18 Pa.C.S.A. § 7508.1(c).
¶ 4 It is acknowledged that the offense for which appellant was convicted occurred on July 12, 2002, almost five months prior to the enactment of § 7508.1(c). It is further undisputed that appellant’s guilty plea and sentencing occurred well after the statute went into effect. Absent statutory language to the contrary, I believe the date of sentencing is controlling.
¶ 5 This Court addressed an analogous situation in Commonwealth v. Fleming, 801 A.2d 1234 (Pa.Super.2001), when we were asked to determine whether a defendant was subject to the registration requirements of Megan’s Law II, rather than the ten-year registration requirement under the original Megan’s Law, even though the acts underlying his conviction occurred prior to the effective date of Megan’s Law II. Noting the defendant pled guilty and was sentenced after Megan’s Law II went into effect, we held that the application of Megan’s Law II did not constitute a violation of ex post facto laws since its purpose was not to punish. Id. at 1237-1238. Likewise, I do not believe the $200 fíne in this case constitutes punishment, and would not find a violation of the constitutional prohibition against ex post facto law in this instance.
¶ 6 Moreover, I agree with the trial court that the imposition of mandatory costs under § 7508.1(c) was not punitive in *585nature but was rather aimed at remedying the problem associated with substance abuse. Although “retribution and deterrence are not legitimate non-punitive governmental objectives,” where a sanction can be characterized to serve a remedial purpose, it does not constitute punishment within the meaning of the ex post facto clause. Commonwealth v. Kline, 695 A.2d 872, 875 (Pa.Super.1997) (citations omitted). I reiterate the well-reasoned Opinion of the trial court.

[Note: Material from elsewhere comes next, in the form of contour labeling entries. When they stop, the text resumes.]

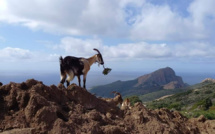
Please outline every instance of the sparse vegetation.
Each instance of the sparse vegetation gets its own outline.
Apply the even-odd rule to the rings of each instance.
[[[191,86],[186,92],[148,102],[147,107],[177,110],[189,118],[204,115],[207,119],[215,119],[215,83]]]
[[[131,103],[132,106],[134,106],[134,104],[137,103],[137,102],[142,103],[142,101],[139,99],[138,96],[130,96],[130,97],[127,97],[127,98],[129,98],[130,103]]]

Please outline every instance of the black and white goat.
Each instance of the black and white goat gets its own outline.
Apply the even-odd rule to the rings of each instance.
[[[65,58],[60,57],[60,73],[61,81],[60,83],[64,84],[65,80],[67,86],[70,85],[70,81],[74,79],[75,76],[78,77],[79,86],[81,86],[80,75],[83,75],[84,88],[86,88],[86,77],[87,73],[90,70],[90,66],[98,62],[98,64],[103,65],[104,61],[101,53],[98,49],[93,49],[98,52],[98,54],[93,55],[90,58],[77,58],[73,56],[66,56]],[[68,75],[68,77],[67,77]],[[67,79],[66,79],[67,77]]]

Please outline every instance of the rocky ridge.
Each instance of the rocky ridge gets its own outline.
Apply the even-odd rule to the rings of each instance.
[[[29,79],[0,87],[0,133],[6,134],[198,134],[215,121],[187,119],[177,111],[149,110],[141,103],[120,110],[72,84],[46,86]]]

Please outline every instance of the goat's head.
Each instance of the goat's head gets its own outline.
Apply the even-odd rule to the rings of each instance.
[[[118,102],[119,104],[122,104],[123,99],[122,99],[121,94],[120,94],[119,92],[116,92],[116,91],[113,91],[112,93],[116,95],[116,96],[114,97],[114,99],[116,99],[117,102]]]
[[[101,65],[104,65],[104,61],[103,61],[103,58],[102,58],[102,54],[99,52],[98,49],[94,48],[93,50],[97,51],[98,54],[97,54],[97,59],[96,59],[96,62],[98,62],[99,64]]]

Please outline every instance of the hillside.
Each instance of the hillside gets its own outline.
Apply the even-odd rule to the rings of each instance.
[[[185,92],[149,102],[147,107],[174,109],[182,111],[188,117],[204,114],[209,119],[215,119],[215,82],[204,80],[202,83],[190,86]]]
[[[215,121],[187,119],[177,111],[149,110],[141,103],[131,109],[104,101],[75,84],[46,86],[30,79],[0,87],[2,134],[137,134],[209,133]]]
[[[120,92],[123,96],[130,96],[186,86],[182,78],[176,76],[173,69],[166,67],[134,80],[116,81],[107,85],[97,86],[92,88],[90,92],[102,97],[111,97],[110,93],[112,91]]]

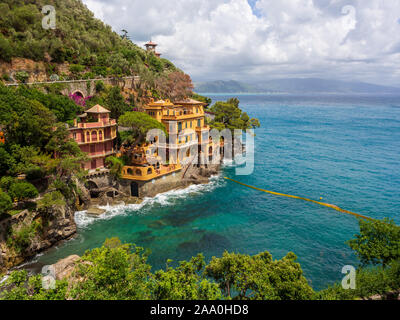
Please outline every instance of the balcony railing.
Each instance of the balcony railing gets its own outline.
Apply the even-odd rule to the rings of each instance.
[[[122,168],[121,176],[122,179],[127,180],[150,181],[181,169],[182,166],[180,164],[162,165],[159,168],[154,168],[153,166],[125,166]]]

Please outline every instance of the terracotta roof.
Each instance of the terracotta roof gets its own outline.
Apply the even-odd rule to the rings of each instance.
[[[169,101],[168,99],[167,100],[158,100],[155,102],[153,99],[151,99],[151,102],[148,105],[151,107],[151,106],[173,106],[174,104],[171,101]]]
[[[175,101],[176,104],[201,104],[201,105],[206,105],[207,103],[200,102],[191,98],[186,98],[180,101]]]
[[[86,110],[86,113],[110,113],[111,111],[107,110],[106,108],[102,107],[99,104],[96,104],[93,108]]]

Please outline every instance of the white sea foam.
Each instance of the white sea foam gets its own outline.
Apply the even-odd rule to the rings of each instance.
[[[75,213],[75,222],[78,228],[88,228],[89,225],[93,224],[98,220],[110,220],[116,216],[125,214],[132,214],[132,211],[140,211],[142,208],[151,208],[154,205],[169,206],[173,205],[175,200],[186,198],[188,195],[201,194],[210,192],[220,186],[223,183],[221,176],[212,176],[208,184],[191,185],[185,189],[171,190],[165,193],[160,193],[154,198],[144,198],[140,204],[128,204],[128,205],[117,205],[117,206],[102,206],[100,209],[106,210],[106,212],[100,216],[88,215],[86,211],[79,211]]]

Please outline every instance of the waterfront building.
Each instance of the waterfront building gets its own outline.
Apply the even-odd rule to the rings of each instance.
[[[87,110],[74,120],[69,129],[81,150],[88,154],[90,161],[84,164],[86,170],[105,167],[105,159],[116,154],[117,122],[110,119],[110,111],[100,105]]]
[[[121,154],[129,155],[131,162],[130,166],[123,168],[122,177],[148,181],[180,171],[183,164],[190,164],[190,161],[195,160],[193,148],[197,149],[198,163],[204,163],[202,159],[205,157],[211,158],[216,146],[209,137],[210,127],[205,122],[205,106],[205,103],[193,99],[183,99],[175,103],[170,100],[152,99],[144,110],[164,124],[168,132],[167,141],[150,141],[135,146],[132,150],[121,150]],[[157,153],[152,154],[155,143],[158,150],[165,152],[170,164],[163,164]],[[180,150],[184,150],[181,158],[178,157]]]

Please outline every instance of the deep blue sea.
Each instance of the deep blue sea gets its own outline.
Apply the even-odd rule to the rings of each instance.
[[[341,281],[345,265],[357,265],[346,245],[358,232],[355,217],[259,188],[336,204],[373,218],[400,223],[400,96],[211,95],[238,97],[261,122],[255,137],[255,170],[235,176],[224,168],[209,185],[109,208],[102,218],[78,213],[79,235],[38,258],[54,263],[100,246],[107,237],[152,250],[154,270],[168,258],[207,259],[224,250],[280,259],[292,251],[314,289]]]

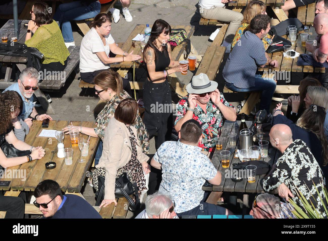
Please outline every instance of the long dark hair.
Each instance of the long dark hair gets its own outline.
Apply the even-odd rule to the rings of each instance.
[[[33,12],[35,15],[34,22],[39,27],[42,24],[49,24],[52,22],[52,13],[49,12],[49,5],[43,2],[34,4]]]
[[[171,26],[166,21],[163,19],[157,19],[154,23],[152,28],[152,31],[149,36],[149,39],[146,44],[144,49],[147,50],[148,48],[151,48],[154,50],[155,52],[155,59],[157,58],[157,53],[156,49],[158,49],[156,45],[156,39],[159,35],[164,31],[165,34],[170,34],[171,32]],[[163,48],[166,50],[167,50],[167,45],[166,44],[163,46]],[[164,53],[166,54],[167,51],[165,51]],[[144,59],[147,59],[146,54],[146,51],[144,51],[143,54]]]
[[[89,27],[95,28],[96,26],[98,28],[101,27],[102,24],[106,22],[112,23],[112,18],[107,13],[99,13],[93,18],[93,21],[89,24]]]

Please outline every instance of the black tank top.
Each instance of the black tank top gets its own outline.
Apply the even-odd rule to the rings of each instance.
[[[167,46],[165,45],[163,46],[163,50],[161,51],[155,48],[157,54],[157,57],[155,60],[155,71],[156,72],[163,71],[170,65],[171,60],[167,51]]]

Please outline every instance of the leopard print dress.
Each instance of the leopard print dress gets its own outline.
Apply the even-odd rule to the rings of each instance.
[[[132,136],[130,137],[130,141],[132,148],[132,152],[131,159],[127,164],[124,167],[122,167],[117,169],[116,173],[116,178],[119,177],[122,173],[126,172],[132,183],[137,183],[138,186],[138,194],[140,198],[140,196],[143,191],[147,190],[147,187],[146,185],[146,180],[145,174],[142,169],[141,163],[138,161],[137,153],[137,141],[134,136],[133,131],[130,126],[126,126]],[[98,176],[105,177],[106,174],[106,169],[105,167],[96,168],[91,173],[92,182],[93,187],[97,191],[98,190]],[[133,196],[133,199],[135,202],[135,198]]]

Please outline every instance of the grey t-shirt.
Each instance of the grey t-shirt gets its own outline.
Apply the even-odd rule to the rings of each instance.
[[[265,50],[258,37],[246,31],[234,47],[223,68],[222,75],[228,83],[237,88],[255,86],[258,65],[267,62]]]

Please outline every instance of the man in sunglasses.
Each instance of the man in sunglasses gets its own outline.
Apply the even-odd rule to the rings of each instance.
[[[159,192],[148,195],[146,209],[135,218],[179,218],[174,211],[172,197]]]
[[[254,218],[295,218],[290,204],[280,201],[273,194],[257,193],[253,202],[250,215]]]
[[[306,212],[298,196],[300,191],[309,203],[313,203],[317,211],[326,218],[324,206],[327,207],[327,203],[322,189],[325,185],[325,180],[310,149],[302,140],[293,140],[290,128],[284,124],[273,126],[269,135],[271,145],[282,155],[269,174],[260,180],[263,191],[269,192],[278,188],[280,194],[282,188],[289,189],[292,194],[293,200]],[[288,191],[287,193],[288,196]]]
[[[42,121],[45,119],[52,120],[51,117],[47,114],[39,114],[34,107],[33,93],[39,88],[39,72],[35,69],[29,67],[24,69],[19,75],[18,82],[7,88],[7,90],[14,90],[20,95],[23,100],[23,110],[19,118],[24,120],[29,127],[32,126],[32,118]]]
[[[41,182],[34,191],[33,204],[49,218],[101,218],[85,200],[73,194],[63,195],[58,184],[53,180]]]
[[[189,94],[180,100],[176,107],[175,130],[179,131],[188,120],[198,121],[202,126],[203,136],[198,146],[208,156],[215,149],[215,138],[221,134],[223,117],[233,121],[237,118],[235,108],[217,87],[217,83],[210,81],[205,74],[195,75],[187,86]]]

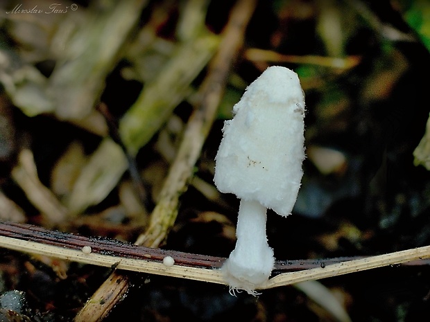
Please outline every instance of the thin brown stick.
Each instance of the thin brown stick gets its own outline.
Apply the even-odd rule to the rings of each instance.
[[[28,231],[26,233],[26,229]],[[84,252],[82,248],[84,246],[90,246],[93,251]],[[85,238],[52,232],[30,225],[0,223],[0,247],[25,253],[53,256],[98,266],[112,267],[119,269],[225,284],[221,270],[218,269],[225,260],[224,258],[207,257],[207,262],[205,262],[205,256],[200,255],[153,249],[104,238]],[[119,249],[121,249],[123,251],[119,253]],[[175,260],[175,265],[173,267],[163,264],[162,259],[167,256],[173,257]],[[319,267],[314,266],[315,268],[310,269],[276,275],[260,288],[263,289],[285,286],[415,260],[428,264],[428,261],[423,260],[429,258],[430,258],[430,246],[426,246],[343,261],[326,266],[320,265]],[[325,260],[324,262],[328,263],[329,260]],[[277,264],[279,265],[280,262]],[[275,271],[274,274],[278,272],[279,271]],[[128,288],[128,278],[126,275],[117,273],[111,275],[109,280],[111,283],[106,283],[106,287],[109,286],[112,289],[106,290],[103,288],[104,293],[96,292],[96,296],[93,296],[92,298],[93,301],[97,301],[94,304],[103,304],[105,307],[103,301],[105,301],[107,294],[114,296],[117,301],[119,300],[117,296],[121,292],[118,292],[114,288],[114,285],[121,286],[123,285]],[[108,301],[108,305],[112,308],[112,302]],[[89,312],[85,313],[85,316],[89,313]],[[101,312],[98,319],[102,319],[105,315],[105,312]],[[80,317],[83,318],[84,316]]]
[[[208,75],[200,91],[201,104],[188,122],[178,155],[164,182],[159,202],[151,214],[149,227],[139,237],[137,244],[157,247],[176,220],[179,197],[187,190],[192,178],[196,162],[215,118],[228,72],[242,45],[245,29],[255,6],[256,0],[239,0],[232,9],[218,51],[209,66]],[[118,280],[120,283],[115,285],[115,281]],[[117,303],[117,299],[126,294],[128,287],[127,278],[121,278],[114,271],[87,302],[74,321],[101,321]],[[115,295],[110,296],[110,292],[115,292]],[[98,304],[101,297],[103,305]]]

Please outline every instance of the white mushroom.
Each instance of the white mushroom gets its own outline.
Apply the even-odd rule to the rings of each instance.
[[[269,278],[275,258],[266,235],[266,208],[289,215],[304,159],[304,99],[298,77],[267,69],[233,107],[216,157],[214,181],[241,199],[236,248],[222,267],[232,289],[250,294]]]

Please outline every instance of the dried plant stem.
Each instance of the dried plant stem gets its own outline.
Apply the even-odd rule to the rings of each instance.
[[[97,252],[85,253],[82,250],[79,249],[72,249],[5,236],[0,236],[0,247],[25,253],[55,256],[58,258],[85,264],[108,267],[114,267],[118,269],[217,284],[225,284],[221,271],[218,269],[176,264],[173,267],[167,267],[162,263],[160,258],[155,260],[152,258],[150,255],[148,256],[148,259],[145,260],[103,255]],[[175,259],[175,254],[172,253],[172,255]],[[331,264],[325,266],[324,268],[318,267],[280,274],[269,279],[268,282],[261,289],[270,289],[307,280],[334,277],[429,258],[430,258],[430,246],[425,246],[395,253]],[[111,275],[109,280],[112,282],[108,284],[110,285],[110,287],[112,287],[114,285],[117,285],[118,284],[122,286],[123,284],[128,283],[128,278],[126,276],[116,274]],[[109,294],[115,294],[116,298],[118,298],[118,296],[123,294],[116,292],[115,289],[111,291]],[[96,294],[99,296],[93,296],[93,301],[94,303],[100,304],[101,301],[105,300],[105,293],[96,293]],[[110,306],[112,305],[111,303]],[[81,317],[83,316],[81,316]]]
[[[255,6],[255,0],[239,0],[233,8],[218,51],[209,66],[208,75],[201,87],[201,103],[188,122],[178,155],[164,182],[159,202],[151,214],[149,227],[138,238],[137,244],[158,247],[175,222],[179,197],[186,190],[192,178],[196,162],[215,118],[231,64],[242,45],[245,28]],[[126,294],[128,287],[127,278],[121,278],[114,271],[87,302],[74,321],[101,321],[118,299]],[[99,298],[103,301],[98,301]]]

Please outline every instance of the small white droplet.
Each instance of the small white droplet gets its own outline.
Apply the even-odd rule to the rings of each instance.
[[[89,246],[84,246],[82,248],[82,252],[85,254],[89,254],[91,253],[92,249],[91,249],[91,247]]]
[[[163,264],[168,267],[171,267],[175,265],[175,260],[171,256],[166,256],[163,258]]]

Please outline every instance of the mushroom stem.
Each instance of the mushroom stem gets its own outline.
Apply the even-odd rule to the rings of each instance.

Under 18 Pa.C.SA. § 7508.1, half of the costs collected pursuant to this statute are to be deposited into the Substance Abuse Education and Demand Reduction Fund and the remaining half of the costs are to be kept by the county to be used for substance abuse treatment and prevention programs. The monies contributed to the Substance Abuse Education and Demand Reduction Fund are used to support various programs throughout the Commonwealth for the education, prevention, and treatment of substance abuse.
Like restitution statutes, one clear purpose of this statute is punishment. The defendant is required to pay $200, which is a legal detriment to the defendant. We believe, however, that the primary intent of the legislature in enacting this statute is not to impose punishment. Certainly, the DUI laws provide the court with substantial means to punish the defendant through jail time and fines. Hence, we question why the legislature would add this section if the primary purpose of it was to punish. Rather, the primary intent is to fund programs to prevent and treat substance abuse, not punish.
Trial Court Opinion at 3-4.
¶ 7 I find no error in the trial court’s imposition of mandatory costs under 18 Pa.C.S.A. § 7508.1(c) and would affirm the judgment of sentence.